Early on, people feared media messages would affect large groups of people in the same, uniform manner. Later research showed that people respond to messages differently. Paul Lazarsfeld's research into the 1940 presidential election showed that undecided voters turned to knowledgeable members in their community, rather than the media, for election information.

Several common effects resulting from media exposure include cognitive, attitudinal, behavioral, and psychological effects. Researchers Marshall McLuhan and Joshua Meyrowitz stressed the significance in the medium as the greatest influence on effect, not the message itself.

Before they can understand the possible effects of media exposure, researchers must first know the makeup of the audience they are examining. Fields of study such as geographics, assessing where people live; demographics, measuring characteristics such as age, gender, and income; and psychographics, considering a mix of demographics and attitudes, are all factors in understanding audiences and how they react to media messages.

Agenda setting theory suggests that issues portrayed as important in the media then become important to the public. Donald Shaw and Maxwell McCombs's study of voters in the 1968 election supported agenda setting theory. The researchers' findings revealed a strong relationship between what the press covered and what the voters considered important.

George Gerbner argued that there was a significant correlation between the amount of television violence people watched and how they viewed the world around them. Gerbner concluded that people who viewed the most television violence had the most distorted views of the real world. Gerbner's research is the basis of the mean world syndrome.

Many observers suggest that specific segments in the media have deep-seeded biases and slant the news toward a liberal or conservative viewpoint. Herbert Gans ignored bias, and focused on the values portrayed in news stories. Through his content analysis, Gans found eight values that categorized the stories he examined: ethnocentrism, altruistic democracy, responsible capitalism, small-town pastoralism, individualism, moderatism, order, and leadership.

Learning Objectives

•  Understand the social changes brought about and influenced by the American industrial revolution.

•  Know the difference between direct and indirect media effects.

•  Know the conclusions from the research conducted on voters in Erie County, Ohio and Chapel Hill, North Carolina.

•  Know the four types of common media effects.

•  Understand the uses and gratifications that the media supply.

•  Understand agenda setting theory and the concern over it.

•  Understand George Gerbner's mean world syndrome theory.

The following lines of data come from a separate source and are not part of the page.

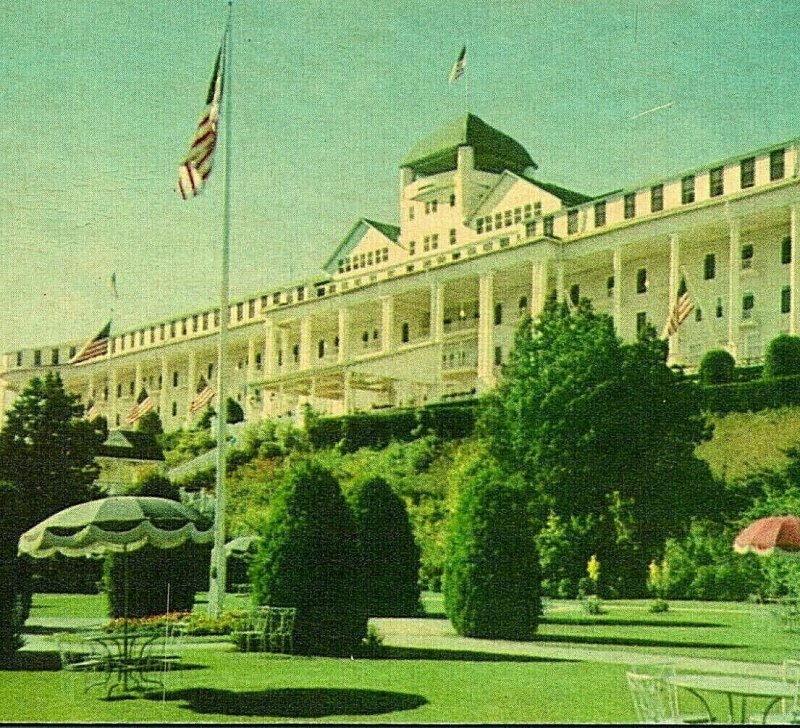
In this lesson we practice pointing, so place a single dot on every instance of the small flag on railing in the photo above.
(203, 396)
(144, 404)
(94, 348)
(196, 167)
(458, 67)
(683, 306)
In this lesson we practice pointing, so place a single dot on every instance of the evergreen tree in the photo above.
(391, 555)
(309, 559)
(492, 575)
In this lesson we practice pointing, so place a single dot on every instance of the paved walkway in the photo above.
(439, 634)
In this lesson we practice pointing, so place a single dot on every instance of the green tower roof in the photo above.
(494, 151)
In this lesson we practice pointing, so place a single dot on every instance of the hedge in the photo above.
(757, 394)
(447, 421)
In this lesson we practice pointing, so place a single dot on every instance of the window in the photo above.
(630, 205)
(715, 184)
(600, 213)
(709, 267)
(687, 189)
(657, 198)
(748, 304)
(747, 256)
(747, 172)
(572, 222)
(776, 164)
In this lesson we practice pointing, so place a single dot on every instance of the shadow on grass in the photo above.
(616, 622)
(293, 702)
(421, 653)
(630, 641)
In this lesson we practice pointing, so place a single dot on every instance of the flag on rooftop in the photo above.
(94, 348)
(144, 404)
(196, 167)
(202, 397)
(459, 65)
(683, 306)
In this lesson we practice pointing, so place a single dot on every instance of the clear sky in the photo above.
(99, 99)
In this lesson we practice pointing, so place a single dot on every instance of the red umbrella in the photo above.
(766, 535)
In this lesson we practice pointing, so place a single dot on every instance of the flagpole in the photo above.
(216, 590)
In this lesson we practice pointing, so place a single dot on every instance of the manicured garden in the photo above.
(441, 678)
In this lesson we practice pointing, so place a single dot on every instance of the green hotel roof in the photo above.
(494, 151)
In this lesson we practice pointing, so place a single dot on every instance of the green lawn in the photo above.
(426, 683)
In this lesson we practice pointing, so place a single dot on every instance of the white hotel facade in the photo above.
(427, 310)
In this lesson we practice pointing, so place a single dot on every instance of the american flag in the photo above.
(94, 348)
(92, 410)
(203, 396)
(458, 67)
(195, 168)
(683, 306)
(144, 404)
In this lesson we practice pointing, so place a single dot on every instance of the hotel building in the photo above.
(426, 310)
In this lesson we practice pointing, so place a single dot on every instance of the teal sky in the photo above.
(99, 99)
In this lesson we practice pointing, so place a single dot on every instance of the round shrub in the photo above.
(310, 559)
(159, 580)
(492, 574)
(717, 367)
(390, 554)
(782, 357)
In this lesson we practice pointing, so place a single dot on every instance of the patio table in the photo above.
(741, 686)
(127, 659)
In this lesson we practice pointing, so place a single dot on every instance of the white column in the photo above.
(191, 384)
(538, 288)
(486, 329)
(387, 324)
(674, 277)
(617, 273)
(794, 271)
(305, 342)
(734, 256)
(437, 312)
(344, 320)
(270, 348)
(162, 395)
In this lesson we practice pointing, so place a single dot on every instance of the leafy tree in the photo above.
(310, 559)
(782, 357)
(603, 430)
(157, 578)
(717, 367)
(492, 578)
(150, 423)
(47, 450)
(391, 555)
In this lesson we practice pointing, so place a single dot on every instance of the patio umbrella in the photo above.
(242, 545)
(768, 535)
(115, 524)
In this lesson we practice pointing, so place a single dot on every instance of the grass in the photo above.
(425, 674)
(744, 442)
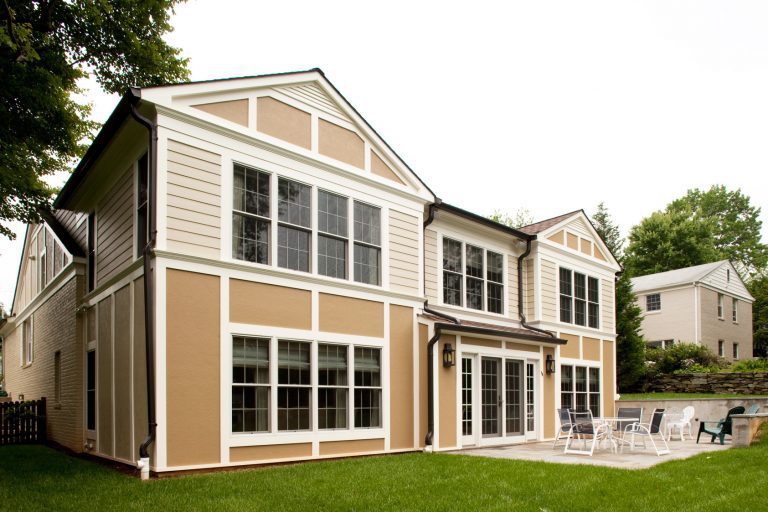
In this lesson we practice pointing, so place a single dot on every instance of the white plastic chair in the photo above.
(684, 421)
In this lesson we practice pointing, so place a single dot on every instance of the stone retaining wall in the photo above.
(741, 383)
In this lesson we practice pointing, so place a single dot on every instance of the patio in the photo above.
(638, 459)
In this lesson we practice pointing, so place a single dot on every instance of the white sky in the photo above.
(547, 105)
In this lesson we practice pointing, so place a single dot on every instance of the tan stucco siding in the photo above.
(401, 377)
(194, 199)
(114, 229)
(431, 270)
(283, 121)
(235, 111)
(341, 144)
(446, 397)
(192, 368)
(403, 252)
(345, 315)
(348, 447)
(548, 281)
(264, 304)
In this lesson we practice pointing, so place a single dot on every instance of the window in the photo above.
(367, 387)
(579, 298)
(332, 390)
(367, 231)
(653, 302)
(332, 234)
(250, 215)
(476, 270)
(580, 388)
(250, 384)
(142, 202)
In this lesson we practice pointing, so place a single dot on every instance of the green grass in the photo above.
(38, 478)
(667, 396)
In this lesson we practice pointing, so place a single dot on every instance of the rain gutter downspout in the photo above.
(149, 327)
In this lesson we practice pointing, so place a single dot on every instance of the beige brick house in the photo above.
(307, 295)
(705, 304)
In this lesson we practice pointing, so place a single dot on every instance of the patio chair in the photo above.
(721, 428)
(583, 428)
(684, 421)
(565, 425)
(647, 431)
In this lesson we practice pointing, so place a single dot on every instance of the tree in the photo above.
(735, 225)
(46, 47)
(668, 241)
(522, 217)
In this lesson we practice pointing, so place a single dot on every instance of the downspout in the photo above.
(149, 327)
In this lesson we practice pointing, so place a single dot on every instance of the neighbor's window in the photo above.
(653, 302)
(250, 215)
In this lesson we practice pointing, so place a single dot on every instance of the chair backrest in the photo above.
(656, 418)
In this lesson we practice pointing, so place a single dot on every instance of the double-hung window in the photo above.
(250, 215)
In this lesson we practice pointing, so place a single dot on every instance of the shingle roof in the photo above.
(673, 277)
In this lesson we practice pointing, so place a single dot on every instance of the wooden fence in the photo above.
(22, 422)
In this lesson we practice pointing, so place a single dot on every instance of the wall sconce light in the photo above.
(550, 365)
(449, 356)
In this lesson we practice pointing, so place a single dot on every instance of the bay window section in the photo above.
(367, 250)
(332, 235)
(250, 215)
(294, 229)
(367, 387)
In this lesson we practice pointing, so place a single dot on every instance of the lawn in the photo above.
(38, 478)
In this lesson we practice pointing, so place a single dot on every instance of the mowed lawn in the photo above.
(38, 478)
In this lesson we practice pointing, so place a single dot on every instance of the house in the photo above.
(242, 271)
(707, 304)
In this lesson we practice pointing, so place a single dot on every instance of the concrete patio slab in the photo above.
(638, 459)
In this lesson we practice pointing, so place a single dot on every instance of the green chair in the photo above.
(722, 427)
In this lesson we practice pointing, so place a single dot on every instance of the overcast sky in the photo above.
(550, 106)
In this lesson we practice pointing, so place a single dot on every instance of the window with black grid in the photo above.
(367, 387)
(250, 215)
(332, 234)
(294, 229)
(367, 250)
(332, 386)
(294, 388)
(250, 384)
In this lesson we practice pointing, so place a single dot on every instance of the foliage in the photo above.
(521, 217)
(736, 225)
(46, 48)
(758, 287)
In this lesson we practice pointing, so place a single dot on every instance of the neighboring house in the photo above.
(267, 256)
(706, 304)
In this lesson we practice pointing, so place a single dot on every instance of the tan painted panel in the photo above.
(266, 304)
(380, 168)
(270, 452)
(558, 237)
(283, 121)
(192, 368)
(401, 377)
(586, 246)
(341, 144)
(573, 242)
(446, 394)
(104, 378)
(590, 348)
(570, 349)
(609, 385)
(548, 410)
(123, 441)
(346, 315)
(359, 446)
(478, 342)
(234, 110)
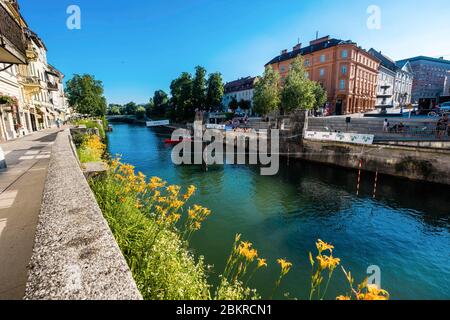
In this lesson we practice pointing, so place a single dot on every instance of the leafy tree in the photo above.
(215, 90)
(199, 88)
(181, 91)
(140, 112)
(85, 95)
(115, 109)
(298, 91)
(158, 104)
(130, 108)
(267, 92)
(245, 104)
(320, 94)
(233, 105)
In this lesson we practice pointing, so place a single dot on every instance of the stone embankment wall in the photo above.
(422, 164)
(75, 256)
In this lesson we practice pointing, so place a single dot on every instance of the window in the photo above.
(322, 72)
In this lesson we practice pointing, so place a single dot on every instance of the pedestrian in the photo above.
(386, 125)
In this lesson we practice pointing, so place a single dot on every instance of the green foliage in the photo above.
(130, 108)
(199, 88)
(266, 98)
(245, 104)
(298, 91)
(85, 95)
(215, 91)
(320, 94)
(94, 124)
(233, 105)
(115, 109)
(140, 112)
(158, 105)
(181, 91)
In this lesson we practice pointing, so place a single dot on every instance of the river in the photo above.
(405, 230)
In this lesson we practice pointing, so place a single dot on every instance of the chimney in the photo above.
(320, 40)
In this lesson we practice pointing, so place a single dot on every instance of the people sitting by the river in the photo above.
(386, 125)
(441, 127)
(398, 128)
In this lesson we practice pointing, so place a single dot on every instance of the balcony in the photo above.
(32, 85)
(52, 86)
(12, 46)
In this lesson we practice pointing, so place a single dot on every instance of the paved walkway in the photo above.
(21, 188)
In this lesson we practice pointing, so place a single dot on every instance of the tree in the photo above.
(233, 105)
(298, 91)
(199, 88)
(181, 91)
(158, 104)
(85, 95)
(320, 94)
(245, 104)
(267, 92)
(130, 108)
(140, 112)
(115, 109)
(215, 91)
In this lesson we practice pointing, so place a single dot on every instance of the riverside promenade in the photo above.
(21, 189)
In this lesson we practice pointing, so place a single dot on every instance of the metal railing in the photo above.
(11, 30)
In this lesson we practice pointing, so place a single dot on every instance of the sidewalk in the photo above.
(21, 188)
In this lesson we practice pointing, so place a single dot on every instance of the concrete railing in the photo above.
(75, 256)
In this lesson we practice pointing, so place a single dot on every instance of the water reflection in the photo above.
(404, 230)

•  Understand the arguments that there is both liberal and conservative bias in the media.

•  Know the eight enduring values Herbert Gans found in the news stories he examined.

Review Questions

1. Describe in detail the results of Paul Lazarsfeld's 1940 study of voters in Ohio.


2. Provide examples of cognitive, attitudinal, behavioral, and psychological media effects.

3. What is an opinion leader?

4. What is the focus of the critical/cultural model?


5. What are the three major social functions of the media according to Harold Lasswell?

6. What is the difference between the resonance and competitive campaign models?

7. What is cultivation analysis and how does it pertain to the mean world syndrome?